Presented By O’Reilly and Cloudera
Make Data Work
March 5–6, 2018: Training
March 6–8, 2018: Tutorials & Conference
San Jose, CA

Vectorized query processing using Apache Arrow

Siddharth Teotia (Dremio)
1:50pm2:30pm Wednesday, March 7, 2018
Average rating: *****
(5.00, 1 rating)

Who is this presentation for?

  • Those working in analytics, databases, high-performance computing, hardware, and big data processing

What you'll learn

  • Learn how to do vectorized query processing in Dremio using Apache Arrow
  • Explore the significant ongoing development in columnar database technology and how high-performance systems are being designed

Description

Query processing technology has rapidly evolved since the iconic C-Store paper was published in 2005, with a focus on designing query processing algorithms and data structures that efficiently utilize CPU and leverage the changing trends in hardware to deliver optimal performance. Siddharth Teotia outlines the different types of vectorized query processing in Dremio using Apache Arrow.

Columnar data has become the de facto format for building high-performance query engines that run analytical workloads. Apache Arrow is an in-memory columnar data format that houses canonical in-memory representations for both flat and nested data structures. It is a natural complement to on-disk formats like Apache Parquet and Apache ORC. Dremio’s query processing engine leverages the columnar format of Apache Arrow and Parquet for in-memory and on-disk representations respectively.

Data stored in a columnar format is amenable to processing using vectorized instructions (SIMD) available on all modern architectures. Query processing algorithms can implement simple and efficient code that operates on the columnar values in a tight loop, providing fast and CPU cache-friendly access patterns. Operations like SUM, FILTER, COUNT, MIN, and MAX on columnar data can be made more efficient by leveraging the data-level parallelism property of SIMD instructions.

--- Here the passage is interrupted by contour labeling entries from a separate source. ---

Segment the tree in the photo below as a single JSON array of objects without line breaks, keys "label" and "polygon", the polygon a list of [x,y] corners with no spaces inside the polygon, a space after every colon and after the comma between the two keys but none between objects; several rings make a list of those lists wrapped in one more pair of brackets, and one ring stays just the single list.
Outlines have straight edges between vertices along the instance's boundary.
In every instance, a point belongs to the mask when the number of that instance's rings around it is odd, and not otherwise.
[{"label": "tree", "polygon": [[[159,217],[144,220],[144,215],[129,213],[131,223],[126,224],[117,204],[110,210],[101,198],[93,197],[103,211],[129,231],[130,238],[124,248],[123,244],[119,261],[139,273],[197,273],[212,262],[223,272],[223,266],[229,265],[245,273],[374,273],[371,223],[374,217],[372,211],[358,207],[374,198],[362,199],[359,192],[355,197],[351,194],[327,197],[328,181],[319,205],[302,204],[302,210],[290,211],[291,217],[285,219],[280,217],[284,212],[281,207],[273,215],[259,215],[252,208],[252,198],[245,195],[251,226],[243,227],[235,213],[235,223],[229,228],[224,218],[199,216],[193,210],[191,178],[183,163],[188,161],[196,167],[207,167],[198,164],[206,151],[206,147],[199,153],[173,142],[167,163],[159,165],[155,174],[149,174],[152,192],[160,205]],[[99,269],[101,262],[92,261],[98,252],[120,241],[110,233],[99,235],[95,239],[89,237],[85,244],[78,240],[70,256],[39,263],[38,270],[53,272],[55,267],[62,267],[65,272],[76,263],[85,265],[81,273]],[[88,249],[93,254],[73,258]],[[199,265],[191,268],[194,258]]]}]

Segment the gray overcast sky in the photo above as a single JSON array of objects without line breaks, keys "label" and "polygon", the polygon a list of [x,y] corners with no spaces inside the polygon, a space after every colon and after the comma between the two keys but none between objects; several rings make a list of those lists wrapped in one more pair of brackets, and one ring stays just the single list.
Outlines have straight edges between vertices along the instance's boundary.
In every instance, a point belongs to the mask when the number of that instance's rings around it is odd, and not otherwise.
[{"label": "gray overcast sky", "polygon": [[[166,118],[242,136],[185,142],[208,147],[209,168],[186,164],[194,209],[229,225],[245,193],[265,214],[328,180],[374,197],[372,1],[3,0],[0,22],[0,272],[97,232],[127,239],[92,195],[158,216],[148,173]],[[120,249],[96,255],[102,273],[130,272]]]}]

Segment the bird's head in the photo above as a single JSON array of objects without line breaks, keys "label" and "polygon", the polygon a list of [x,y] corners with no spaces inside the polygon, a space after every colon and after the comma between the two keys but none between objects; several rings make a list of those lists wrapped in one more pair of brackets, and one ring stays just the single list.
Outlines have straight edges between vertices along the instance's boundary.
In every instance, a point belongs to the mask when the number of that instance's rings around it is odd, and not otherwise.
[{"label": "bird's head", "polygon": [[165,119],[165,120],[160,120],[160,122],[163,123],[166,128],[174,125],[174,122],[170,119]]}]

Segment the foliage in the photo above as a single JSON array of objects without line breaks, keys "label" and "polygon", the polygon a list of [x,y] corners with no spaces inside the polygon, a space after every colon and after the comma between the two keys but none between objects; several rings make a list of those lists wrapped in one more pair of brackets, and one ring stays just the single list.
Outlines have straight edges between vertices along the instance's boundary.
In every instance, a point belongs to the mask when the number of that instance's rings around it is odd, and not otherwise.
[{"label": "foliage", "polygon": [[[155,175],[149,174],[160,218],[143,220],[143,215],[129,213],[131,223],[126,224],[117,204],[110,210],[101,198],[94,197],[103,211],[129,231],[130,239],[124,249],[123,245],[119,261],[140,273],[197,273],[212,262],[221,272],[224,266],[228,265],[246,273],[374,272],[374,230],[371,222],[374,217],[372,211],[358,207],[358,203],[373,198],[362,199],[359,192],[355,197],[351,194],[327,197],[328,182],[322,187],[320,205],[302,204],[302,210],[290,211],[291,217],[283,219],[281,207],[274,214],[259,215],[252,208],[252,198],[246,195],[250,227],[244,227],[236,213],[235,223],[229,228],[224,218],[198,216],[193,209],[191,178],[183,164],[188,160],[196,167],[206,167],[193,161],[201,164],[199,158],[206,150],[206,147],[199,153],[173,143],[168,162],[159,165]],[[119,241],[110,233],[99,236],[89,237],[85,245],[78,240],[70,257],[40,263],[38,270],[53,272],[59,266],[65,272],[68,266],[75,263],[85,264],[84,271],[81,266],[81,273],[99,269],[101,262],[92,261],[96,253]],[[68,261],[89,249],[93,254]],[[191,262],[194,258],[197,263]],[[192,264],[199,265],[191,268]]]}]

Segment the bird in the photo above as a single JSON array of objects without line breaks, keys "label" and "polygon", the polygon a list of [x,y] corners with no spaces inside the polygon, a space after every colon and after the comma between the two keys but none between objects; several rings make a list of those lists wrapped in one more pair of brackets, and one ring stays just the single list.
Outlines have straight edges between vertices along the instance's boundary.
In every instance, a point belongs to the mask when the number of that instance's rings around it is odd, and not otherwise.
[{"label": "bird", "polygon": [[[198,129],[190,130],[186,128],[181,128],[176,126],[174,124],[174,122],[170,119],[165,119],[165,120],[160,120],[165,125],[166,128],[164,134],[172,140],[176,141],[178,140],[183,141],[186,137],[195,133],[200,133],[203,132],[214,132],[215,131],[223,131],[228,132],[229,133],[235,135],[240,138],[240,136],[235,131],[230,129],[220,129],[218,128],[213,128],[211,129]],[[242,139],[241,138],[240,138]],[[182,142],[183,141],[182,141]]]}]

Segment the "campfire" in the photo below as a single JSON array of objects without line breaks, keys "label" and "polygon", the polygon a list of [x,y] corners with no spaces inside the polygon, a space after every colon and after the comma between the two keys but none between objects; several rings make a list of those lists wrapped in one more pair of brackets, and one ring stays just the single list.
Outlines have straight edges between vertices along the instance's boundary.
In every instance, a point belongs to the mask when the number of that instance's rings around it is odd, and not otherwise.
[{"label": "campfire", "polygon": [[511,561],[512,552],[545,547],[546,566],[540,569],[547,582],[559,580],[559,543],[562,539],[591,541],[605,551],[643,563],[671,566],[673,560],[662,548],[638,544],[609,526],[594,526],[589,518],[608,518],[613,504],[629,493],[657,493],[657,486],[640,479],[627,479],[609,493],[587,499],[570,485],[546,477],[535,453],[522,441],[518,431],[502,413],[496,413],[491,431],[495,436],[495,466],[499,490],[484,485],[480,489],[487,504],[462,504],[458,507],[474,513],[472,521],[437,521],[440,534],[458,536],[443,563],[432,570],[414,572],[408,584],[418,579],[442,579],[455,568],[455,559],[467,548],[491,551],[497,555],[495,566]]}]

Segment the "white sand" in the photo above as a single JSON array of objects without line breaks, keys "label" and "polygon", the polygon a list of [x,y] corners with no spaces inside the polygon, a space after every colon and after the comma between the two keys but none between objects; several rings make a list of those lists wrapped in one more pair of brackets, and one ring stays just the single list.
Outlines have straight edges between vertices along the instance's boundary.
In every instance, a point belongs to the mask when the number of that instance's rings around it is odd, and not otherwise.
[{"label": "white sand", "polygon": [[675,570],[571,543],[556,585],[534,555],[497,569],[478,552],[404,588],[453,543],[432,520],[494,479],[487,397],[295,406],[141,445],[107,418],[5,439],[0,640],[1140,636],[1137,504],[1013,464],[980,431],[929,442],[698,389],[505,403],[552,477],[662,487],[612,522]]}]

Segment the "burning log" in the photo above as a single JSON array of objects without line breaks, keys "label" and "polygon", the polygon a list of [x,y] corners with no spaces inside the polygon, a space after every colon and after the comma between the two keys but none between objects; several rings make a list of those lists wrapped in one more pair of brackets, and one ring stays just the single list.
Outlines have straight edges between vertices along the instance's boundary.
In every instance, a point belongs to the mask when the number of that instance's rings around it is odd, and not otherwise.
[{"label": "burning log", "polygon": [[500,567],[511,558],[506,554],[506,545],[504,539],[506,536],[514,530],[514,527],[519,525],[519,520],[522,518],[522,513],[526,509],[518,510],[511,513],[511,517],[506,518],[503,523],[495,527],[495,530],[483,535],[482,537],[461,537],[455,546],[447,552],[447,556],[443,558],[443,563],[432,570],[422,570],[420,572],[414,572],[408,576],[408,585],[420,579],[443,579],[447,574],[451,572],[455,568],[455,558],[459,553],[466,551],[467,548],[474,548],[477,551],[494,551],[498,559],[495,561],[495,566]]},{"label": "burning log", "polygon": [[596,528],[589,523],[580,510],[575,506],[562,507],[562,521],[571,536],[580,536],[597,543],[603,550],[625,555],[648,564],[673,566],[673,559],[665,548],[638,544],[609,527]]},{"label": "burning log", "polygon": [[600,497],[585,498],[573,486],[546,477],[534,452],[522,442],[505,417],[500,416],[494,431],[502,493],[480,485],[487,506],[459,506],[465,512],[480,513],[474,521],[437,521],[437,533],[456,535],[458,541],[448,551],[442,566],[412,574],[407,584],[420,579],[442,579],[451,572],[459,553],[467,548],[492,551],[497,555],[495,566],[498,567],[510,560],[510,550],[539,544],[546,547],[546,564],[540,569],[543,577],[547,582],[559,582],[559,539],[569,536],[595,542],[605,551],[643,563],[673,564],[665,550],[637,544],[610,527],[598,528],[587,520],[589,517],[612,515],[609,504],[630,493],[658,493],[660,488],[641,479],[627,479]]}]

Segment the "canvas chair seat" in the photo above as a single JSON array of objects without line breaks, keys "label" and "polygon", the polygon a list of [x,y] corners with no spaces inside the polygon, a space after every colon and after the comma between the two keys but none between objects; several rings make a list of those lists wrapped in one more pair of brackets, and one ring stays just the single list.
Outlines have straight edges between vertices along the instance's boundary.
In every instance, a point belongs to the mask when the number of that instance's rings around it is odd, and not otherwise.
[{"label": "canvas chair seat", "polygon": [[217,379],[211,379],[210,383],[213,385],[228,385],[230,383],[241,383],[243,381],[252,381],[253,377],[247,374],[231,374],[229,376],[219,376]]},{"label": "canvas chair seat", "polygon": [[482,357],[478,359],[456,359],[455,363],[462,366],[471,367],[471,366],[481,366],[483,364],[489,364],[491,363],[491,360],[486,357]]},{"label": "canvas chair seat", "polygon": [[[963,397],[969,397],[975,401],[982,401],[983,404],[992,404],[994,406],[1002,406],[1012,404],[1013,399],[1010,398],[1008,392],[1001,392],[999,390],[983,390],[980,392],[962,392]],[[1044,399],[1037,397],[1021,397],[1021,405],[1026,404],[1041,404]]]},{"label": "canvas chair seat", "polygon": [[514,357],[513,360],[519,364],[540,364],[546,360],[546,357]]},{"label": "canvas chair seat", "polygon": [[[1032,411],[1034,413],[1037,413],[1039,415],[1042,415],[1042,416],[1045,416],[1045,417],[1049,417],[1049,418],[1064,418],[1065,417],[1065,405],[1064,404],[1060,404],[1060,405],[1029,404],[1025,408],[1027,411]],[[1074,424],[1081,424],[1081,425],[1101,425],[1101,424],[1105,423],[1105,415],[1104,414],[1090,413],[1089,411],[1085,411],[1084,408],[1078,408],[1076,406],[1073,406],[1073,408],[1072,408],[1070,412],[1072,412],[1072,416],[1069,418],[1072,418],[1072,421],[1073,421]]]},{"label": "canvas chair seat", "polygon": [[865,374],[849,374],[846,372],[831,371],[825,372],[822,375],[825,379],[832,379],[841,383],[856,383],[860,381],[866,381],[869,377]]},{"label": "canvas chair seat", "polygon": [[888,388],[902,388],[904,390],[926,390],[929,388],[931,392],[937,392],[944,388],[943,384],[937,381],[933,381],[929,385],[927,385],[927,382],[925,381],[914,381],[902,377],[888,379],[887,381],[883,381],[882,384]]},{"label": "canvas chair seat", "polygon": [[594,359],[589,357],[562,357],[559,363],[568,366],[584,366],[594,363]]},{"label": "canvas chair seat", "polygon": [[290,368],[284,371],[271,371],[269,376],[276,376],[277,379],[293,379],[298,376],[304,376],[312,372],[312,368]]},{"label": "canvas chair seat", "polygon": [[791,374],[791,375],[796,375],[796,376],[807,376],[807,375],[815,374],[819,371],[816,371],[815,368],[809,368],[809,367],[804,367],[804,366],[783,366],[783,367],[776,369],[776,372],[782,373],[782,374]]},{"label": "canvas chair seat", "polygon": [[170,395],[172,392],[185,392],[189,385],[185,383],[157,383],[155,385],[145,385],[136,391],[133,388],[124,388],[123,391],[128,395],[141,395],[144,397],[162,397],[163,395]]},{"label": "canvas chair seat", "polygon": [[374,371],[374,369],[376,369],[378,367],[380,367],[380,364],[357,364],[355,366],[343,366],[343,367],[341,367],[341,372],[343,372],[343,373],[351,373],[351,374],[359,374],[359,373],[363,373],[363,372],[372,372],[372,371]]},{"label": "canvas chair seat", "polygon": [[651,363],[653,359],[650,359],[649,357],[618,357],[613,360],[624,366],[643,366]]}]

Columnar data can be encoded using lightweight algorithms like dictionary encoding, run-length encoding, bit packing, and delta encoding that are far more CPU efficient than general-purpose compression algorithms like LZO and ZLIB. Furthermore, vectorized query processing algorithms can be written in a manner that are aware of column level encoding and can easily operate on the compressed column values in some cases. This saves CPU-memory bandwidth since we need only decompress the necessary column values. The columnar format allows us to efficiently utilize the CPU and GPU cache by filling cache lines with related data (column values from an in-memory vector). With the increasing use of GPUs and FPGAs, efficient use of the smaller on-chip memory available in these architectures is especially important. In addition, Apache Arrow allows for zero-copy, shared access to buffers so that multiple processes can more efficiently operate on the same data. On the storage side, columnar representation of on-disk data makes a good case for efficient utilization of disk I/O bandwidth for analytical queries.

Photo of Siddharth Teotia

Siddharth Teotia

Dremio

Siddharth Teotia is a software engineer at Dremio and a PMC for Apache Arrow project. Previously, Siddharth was a member of database kernel team at Oracle, where he worked on storage, indexing, and the in-memory columnar query processing layers of Oracle RDBMS. He holds an MS in software engineering from CMU and a BS in information systems from BITS Pilani, India. During his studies, Siddharth focused on distributed systems, databases, and software architecture.